3D motion picture, DCI DCP, colour, sound, stereo, loop, no dialogue, 2015, 14'56''
Interweaving several stories, Nightlife
takes place in Cleveland, Los Angeles and Berlin. It opens with a shot of Rodin’s bomb-damaged sculpture The Thinker (1880) in front of the Cleveland Museum of Art. This is followed by an ecstatic dance of non-indigenous juniper bushes, scattered throughout the Los Angeles basin. The third tableau reveals a triumphant firework at Berlin’s Olympiastadion – where the black American track star Jesse Owens won four gold medals at the 1936 Olympic Games. The film then returns to Cleveland, to the oak tree given to the African-American athlete by the Nazi organisers of the Games in honour of his achievements. The soundtrack is a nine-second loop, a dub mix from Alton Ellis’ Black Man’s Word. Originally released in 1969, the lyrics sang, 'I was born a loser'. The song was re-recorded in 1971 when the song’s title was changed and the chorus sang, 'I was born a winner'. Despite being comprised of two time-based mediums – film and music – Nightlife has distinct sculptural qualities.
six-channel sound installation, video, colour, loop, 2019, 15 min
These lowest depths, these deeps is a fragment from Henderson’s extensive film project Ouvertures, a ghost story about the Haitian revolution of 1791 and one of the leaders of the revolution, Toussaint Louverture, who was taken captive by Napoleon’s troops in 1802 and imprisoned in a medieval castle in the French Jura mountains, where he died a year later. This installation – authored by Louis Henderson in collaboration with a sound artist João Polido and fragments of poems written by members of The Living and the Dead Ensemble – depicts a transitional scene across the ocean, returning Louverture’s restless ghost from France to the Caribbean. The sea is the medium for the transmission and transformation of history, language and culture, and the dividing line between the world of the dead and the world of the living.
two-channel video installation, video, colour, sound, loop, 2015, 26 min
A semi-autobiographical portrait of Sondra Perry’s family on two screens. The family, unrecognisable thanks to chroma-key green balaclavas, poses for a group portrait, buries a flag and peels potatoes. Grandma sings the archaic reggae punk number Guns of Brixton.
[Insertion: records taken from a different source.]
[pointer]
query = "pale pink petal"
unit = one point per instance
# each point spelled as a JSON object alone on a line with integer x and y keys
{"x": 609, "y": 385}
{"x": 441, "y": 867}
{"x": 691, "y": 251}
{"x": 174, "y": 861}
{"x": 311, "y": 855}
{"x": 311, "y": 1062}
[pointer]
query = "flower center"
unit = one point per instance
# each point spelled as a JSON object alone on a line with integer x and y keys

Unfolding across two screens, with multiple windows open one on top of the other, Perry’s two-channel video digs through the messy and complicated way of constructing one’s identity with images.
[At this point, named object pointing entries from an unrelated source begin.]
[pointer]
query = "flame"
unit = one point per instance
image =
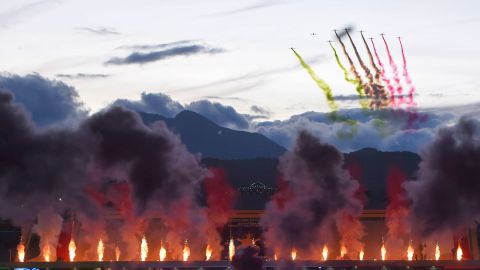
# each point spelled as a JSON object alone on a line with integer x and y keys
{"x": 343, "y": 251}
{"x": 163, "y": 252}
{"x": 459, "y": 252}
{"x": 100, "y": 250}
{"x": 410, "y": 251}
{"x": 71, "y": 250}
{"x": 117, "y": 253}
{"x": 437, "y": 252}
{"x": 186, "y": 252}
{"x": 21, "y": 252}
{"x": 325, "y": 252}
{"x": 383, "y": 250}
{"x": 143, "y": 249}
{"x": 208, "y": 252}
{"x": 361, "y": 254}
{"x": 231, "y": 249}
{"x": 46, "y": 252}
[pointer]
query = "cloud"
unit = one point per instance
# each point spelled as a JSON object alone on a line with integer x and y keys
{"x": 223, "y": 115}
{"x": 260, "y": 110}
{"x": 383, "y": 130}
{"x": 156, "y": 46}
{"x": 157, "y": 103}
{"x": 100, "y": 30}
{"x": 48, "y": 101}
{"x": 82, "y": 76}
{"x": 154, "y": 56}
{"x": 259, "y": 5}
{"x": 26, "y": 11}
video, colour, stereo sound, loop, 2015, 20 min
Promised Lands comprises a real-time camcorder recording of a sunset in rural East Africa. The image is overlaid with a chaptered interplay of voice-over and sur-title through which Emma Wolukau-Wanambwa meditates on the differing and unequal processes of human projection that have shaped the narration and hence the possession of this and other post/colonial landscapes. She observes the way knowledge of such histories call her own role into question.
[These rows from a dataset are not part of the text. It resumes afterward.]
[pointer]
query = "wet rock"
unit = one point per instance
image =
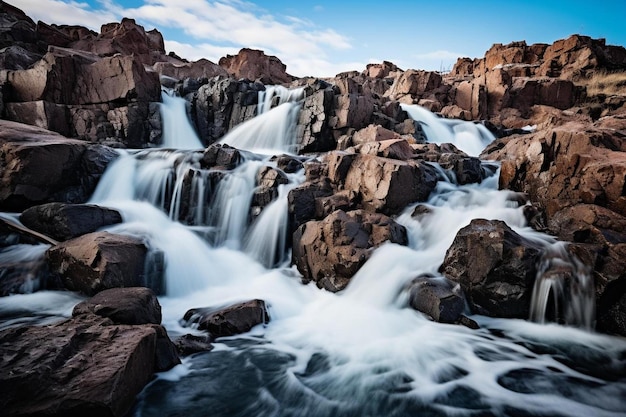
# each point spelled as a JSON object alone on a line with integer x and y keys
{"x": 254, "y": 65}
{"x": 495, "y": 267}
{"x": 385, "y": 185}
{"x": 565, "y": 166}
{"x": 437, "y": 297}
{"x": 136, "y": 305}
{"x": 98, "y": 261}
{"x": 228, "y": 321}
{"x": 88, "y": 365}
{"x": 329, "y": 252}
{"x": 65, "y": 221}
{"x": 40, "y": 166}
composition-in-progress with organ book, organ book machine, Disklavier, Sony cube monitor and horn speakers
Following The Ten Murders of Josephine – Rana Hamadeh’s first iteration of her unfolding ‘operatic’ practice, which complicates the relations of documentality and ownership – Étude #1 zooms further in on the question of the ‘documental’. The starting point for this composition is based on segments from Qur’anic scripture. In the Arabic language, the word qur’ān can be translated as ‘recitation’ and ‘that which holds the potentiality of recitability’. The Qur'ān – a singling-out of all that can be potentially recitable and the totality of modes with which such a ‘potentiality’ shall be recited – inspires a score that posits itself as the index and the administrator of ‘all potential discourse’. Étude #1: On Recitation has been commissioned by Sonic Acts and is a stepping stone towards a future compositional work by the artist.